La libertà di stampa, nella regione, è sotto attacco praticamente dall’inizio della sua appartenenza alla Cina: «Gli studi di Reporters Sans Frontières sui Paesi con maggiore libertà di stampa riportano come tra il 2002 e il 2019 Hong Kong sia retrocessa di venti posti. C’è sempre stato un tentativo di ridurre la libertà di stampa. Prima della legge sulla sicurezza nazionale, infatti, era entrata in vigore la legge sull’accreditamento dei giornalisti. Solo un numero ristrettissimo di testate veniva considerato giornalistico: se tu eri un freelance e coprivi una manifestazione non eri un giornalista che faceva il proprio lavoro, bensì eri parte della protesta e, di conseguenza, venivi arrestato».
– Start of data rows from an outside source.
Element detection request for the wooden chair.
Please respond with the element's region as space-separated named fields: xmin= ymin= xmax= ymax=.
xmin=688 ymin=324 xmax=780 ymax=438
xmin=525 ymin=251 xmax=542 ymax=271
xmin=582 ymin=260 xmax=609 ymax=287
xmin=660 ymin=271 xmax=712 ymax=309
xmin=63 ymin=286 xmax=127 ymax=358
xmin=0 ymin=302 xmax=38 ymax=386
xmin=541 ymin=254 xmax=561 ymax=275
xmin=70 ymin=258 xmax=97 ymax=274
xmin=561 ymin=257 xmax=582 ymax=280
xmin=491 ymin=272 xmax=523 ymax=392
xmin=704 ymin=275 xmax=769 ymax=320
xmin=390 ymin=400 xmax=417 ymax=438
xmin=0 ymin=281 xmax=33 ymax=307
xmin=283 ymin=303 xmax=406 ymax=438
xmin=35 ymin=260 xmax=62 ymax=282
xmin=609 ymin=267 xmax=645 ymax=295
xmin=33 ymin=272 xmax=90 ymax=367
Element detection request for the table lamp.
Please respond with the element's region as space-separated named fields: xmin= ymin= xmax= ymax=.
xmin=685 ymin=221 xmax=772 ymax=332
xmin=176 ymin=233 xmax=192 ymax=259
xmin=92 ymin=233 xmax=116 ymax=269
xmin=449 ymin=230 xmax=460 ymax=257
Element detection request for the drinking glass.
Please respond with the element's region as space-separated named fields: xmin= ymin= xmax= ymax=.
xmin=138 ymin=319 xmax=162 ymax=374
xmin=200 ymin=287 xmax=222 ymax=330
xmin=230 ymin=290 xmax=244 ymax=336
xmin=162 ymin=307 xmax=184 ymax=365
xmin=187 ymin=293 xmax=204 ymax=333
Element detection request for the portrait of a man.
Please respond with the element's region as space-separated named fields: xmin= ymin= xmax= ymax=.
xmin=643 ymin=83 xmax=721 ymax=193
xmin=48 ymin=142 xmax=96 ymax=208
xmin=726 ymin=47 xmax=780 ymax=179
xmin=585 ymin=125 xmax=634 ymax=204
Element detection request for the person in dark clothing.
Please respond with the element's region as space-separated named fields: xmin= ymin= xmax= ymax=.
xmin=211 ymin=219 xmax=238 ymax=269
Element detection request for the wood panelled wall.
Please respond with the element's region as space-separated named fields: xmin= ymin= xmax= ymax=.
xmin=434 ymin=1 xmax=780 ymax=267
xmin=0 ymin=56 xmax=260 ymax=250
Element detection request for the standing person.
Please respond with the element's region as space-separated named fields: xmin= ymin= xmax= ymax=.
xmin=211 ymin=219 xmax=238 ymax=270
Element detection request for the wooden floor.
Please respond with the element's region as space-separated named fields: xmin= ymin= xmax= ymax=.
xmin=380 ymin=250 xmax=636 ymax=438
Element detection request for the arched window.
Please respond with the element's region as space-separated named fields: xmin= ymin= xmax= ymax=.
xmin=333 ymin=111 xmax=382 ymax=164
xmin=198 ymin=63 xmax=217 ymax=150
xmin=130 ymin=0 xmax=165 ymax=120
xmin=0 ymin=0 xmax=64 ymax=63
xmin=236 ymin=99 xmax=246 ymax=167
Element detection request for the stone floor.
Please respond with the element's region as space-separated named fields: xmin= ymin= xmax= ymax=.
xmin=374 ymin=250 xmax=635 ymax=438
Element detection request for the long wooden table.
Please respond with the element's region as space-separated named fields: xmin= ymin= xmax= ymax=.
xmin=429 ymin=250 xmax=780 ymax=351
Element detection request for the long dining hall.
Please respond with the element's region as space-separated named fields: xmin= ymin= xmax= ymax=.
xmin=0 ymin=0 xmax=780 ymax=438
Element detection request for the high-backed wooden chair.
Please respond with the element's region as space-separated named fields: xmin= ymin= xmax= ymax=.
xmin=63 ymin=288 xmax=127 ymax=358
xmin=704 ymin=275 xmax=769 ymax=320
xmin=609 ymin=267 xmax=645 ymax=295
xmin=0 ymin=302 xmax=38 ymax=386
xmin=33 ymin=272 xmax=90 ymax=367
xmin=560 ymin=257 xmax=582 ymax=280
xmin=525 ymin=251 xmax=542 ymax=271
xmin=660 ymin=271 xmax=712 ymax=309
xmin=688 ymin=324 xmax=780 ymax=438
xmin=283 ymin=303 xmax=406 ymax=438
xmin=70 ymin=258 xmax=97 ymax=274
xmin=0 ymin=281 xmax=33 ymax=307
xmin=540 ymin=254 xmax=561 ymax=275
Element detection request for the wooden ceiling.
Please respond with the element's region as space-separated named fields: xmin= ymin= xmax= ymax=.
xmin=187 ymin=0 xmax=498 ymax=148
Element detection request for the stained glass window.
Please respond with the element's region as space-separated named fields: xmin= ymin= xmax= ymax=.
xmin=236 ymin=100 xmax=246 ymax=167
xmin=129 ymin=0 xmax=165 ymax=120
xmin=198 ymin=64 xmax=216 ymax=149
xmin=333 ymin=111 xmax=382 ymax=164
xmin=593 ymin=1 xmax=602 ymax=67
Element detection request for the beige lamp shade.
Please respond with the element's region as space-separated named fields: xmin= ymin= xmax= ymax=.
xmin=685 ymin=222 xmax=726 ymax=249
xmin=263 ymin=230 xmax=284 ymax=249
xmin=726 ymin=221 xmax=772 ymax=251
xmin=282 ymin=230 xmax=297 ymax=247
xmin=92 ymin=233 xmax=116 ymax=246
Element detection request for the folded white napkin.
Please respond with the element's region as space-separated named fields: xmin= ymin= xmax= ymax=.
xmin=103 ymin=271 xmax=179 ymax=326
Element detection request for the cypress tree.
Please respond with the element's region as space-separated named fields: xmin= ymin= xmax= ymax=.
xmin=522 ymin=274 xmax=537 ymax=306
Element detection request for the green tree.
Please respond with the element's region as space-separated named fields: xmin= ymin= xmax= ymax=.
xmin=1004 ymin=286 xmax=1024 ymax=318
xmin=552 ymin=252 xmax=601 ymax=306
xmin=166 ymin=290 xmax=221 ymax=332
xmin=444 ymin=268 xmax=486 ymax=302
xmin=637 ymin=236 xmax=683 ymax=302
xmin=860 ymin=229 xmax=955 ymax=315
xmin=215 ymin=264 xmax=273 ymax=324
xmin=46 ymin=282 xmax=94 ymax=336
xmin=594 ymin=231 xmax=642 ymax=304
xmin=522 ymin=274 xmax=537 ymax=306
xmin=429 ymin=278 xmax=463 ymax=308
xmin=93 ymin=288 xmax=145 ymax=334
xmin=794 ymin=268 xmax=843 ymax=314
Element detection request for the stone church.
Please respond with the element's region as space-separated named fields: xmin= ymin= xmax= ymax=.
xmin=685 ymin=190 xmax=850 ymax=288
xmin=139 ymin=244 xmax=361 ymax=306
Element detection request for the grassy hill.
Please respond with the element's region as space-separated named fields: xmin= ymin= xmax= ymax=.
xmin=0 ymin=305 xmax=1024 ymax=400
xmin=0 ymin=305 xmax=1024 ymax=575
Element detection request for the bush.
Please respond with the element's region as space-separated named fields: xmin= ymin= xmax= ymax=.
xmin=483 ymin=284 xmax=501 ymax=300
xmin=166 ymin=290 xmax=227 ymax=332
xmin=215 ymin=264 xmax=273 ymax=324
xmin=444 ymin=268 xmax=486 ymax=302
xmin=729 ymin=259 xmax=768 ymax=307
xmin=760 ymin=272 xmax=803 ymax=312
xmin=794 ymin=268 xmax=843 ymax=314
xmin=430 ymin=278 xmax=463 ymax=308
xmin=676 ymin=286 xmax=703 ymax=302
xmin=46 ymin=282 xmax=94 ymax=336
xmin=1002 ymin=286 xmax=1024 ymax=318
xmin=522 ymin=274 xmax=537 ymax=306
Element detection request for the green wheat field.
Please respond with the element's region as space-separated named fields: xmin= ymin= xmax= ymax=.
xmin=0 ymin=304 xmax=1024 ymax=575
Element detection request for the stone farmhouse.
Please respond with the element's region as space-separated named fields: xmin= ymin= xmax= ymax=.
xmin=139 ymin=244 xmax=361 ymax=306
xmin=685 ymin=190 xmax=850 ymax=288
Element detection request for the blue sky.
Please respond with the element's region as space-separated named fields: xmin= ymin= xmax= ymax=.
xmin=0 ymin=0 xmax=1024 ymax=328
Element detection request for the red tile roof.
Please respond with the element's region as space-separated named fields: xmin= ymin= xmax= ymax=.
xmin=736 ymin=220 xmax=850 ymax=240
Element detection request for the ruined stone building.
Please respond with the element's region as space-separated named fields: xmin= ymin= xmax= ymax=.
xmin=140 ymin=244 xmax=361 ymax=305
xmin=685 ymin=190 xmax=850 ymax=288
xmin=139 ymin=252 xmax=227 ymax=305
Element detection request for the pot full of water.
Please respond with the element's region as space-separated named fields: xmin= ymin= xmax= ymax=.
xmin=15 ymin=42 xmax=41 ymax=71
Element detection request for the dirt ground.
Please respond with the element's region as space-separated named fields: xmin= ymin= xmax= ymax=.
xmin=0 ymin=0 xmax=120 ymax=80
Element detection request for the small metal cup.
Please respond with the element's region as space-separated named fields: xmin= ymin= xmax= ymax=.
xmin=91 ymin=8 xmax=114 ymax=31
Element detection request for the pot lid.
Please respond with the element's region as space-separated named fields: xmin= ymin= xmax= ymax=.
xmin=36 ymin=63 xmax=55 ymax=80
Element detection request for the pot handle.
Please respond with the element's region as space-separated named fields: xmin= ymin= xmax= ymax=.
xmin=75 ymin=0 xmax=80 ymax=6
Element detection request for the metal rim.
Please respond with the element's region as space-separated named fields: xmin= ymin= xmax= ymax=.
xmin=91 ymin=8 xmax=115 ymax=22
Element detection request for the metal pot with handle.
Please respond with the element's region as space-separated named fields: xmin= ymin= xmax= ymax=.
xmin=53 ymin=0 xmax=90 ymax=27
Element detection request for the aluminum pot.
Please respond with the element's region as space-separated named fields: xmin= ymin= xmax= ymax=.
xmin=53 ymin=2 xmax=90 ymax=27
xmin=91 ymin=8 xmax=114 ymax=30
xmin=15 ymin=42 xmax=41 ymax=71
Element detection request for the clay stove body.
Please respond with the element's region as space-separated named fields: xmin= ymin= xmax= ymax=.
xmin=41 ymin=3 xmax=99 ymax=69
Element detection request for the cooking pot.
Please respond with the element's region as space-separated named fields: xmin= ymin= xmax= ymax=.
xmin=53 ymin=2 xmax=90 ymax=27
Di fatto, l’introduzione della legge sulla sicurezza nazionale ha definitivamente messo fine al regime “un Paese, due sistemi” che governava la regione amministrativa speciale di Hong Kong dalla sua cessione alla Cina da parte della Gran Bretagna nel 1997. Uno status di grande autonomia che sarebbe dovuto durare fino al 2047, del quale però è crollato anche l’ultimo baluardo democratico: la libertà di stampa. «Quanto sta avvenendo – conclude De Grazia – dimostra come polizia e governo ormai siano in diritto di decidere qualsiasi cosa, anche la chiusura totale di un giornale. Ormai Hong Kong viene considerato uno stato di polizia. L’unico organismo che potrebbe davvero fare qualcosa è l’Onu, ma la Cina è membro permanente del Consiglio di Sicurezza e ha perciò potere di veto. Di conseguenza, finché esisteranno i membri permanenti questo tipo di accordi potranno essere violati impunemente».

«Nell’odierna Hong Kong, il dissenso è visto come qualcosa di sensibile», termina Yan kei nel suo articolo, che rende in maniera esaustiva l’idea di ciò che Hong Kong sta affrontando, e delle speranze dei suoi abitanti. «Tuttavia, in passato, il dissenso è stato visto come una norma e un segno distintivo di Hong Kong per decenni. Un governo forte dovrebbe abbracciare le opinioni dissenzienti e usarle a proprio vantaggio per migliorare economicamente, socialmente e legalmente. Con l’aumento dell’autocensura, dell’incertezza e della paura, la libertà dei media sembra essere diventata qualcosa del passato! Le autorità di Hong Kong devono riconoscere che la prosperità e il successo della città sono in parte dovuti ai media progressisti e liberi, che erano soliti esprimersi senza paura. Era proprio a causa di tale libertà che il mondo amava Hong Kong. Lasciate che il mondo continui ad amare e abbracciare questa città».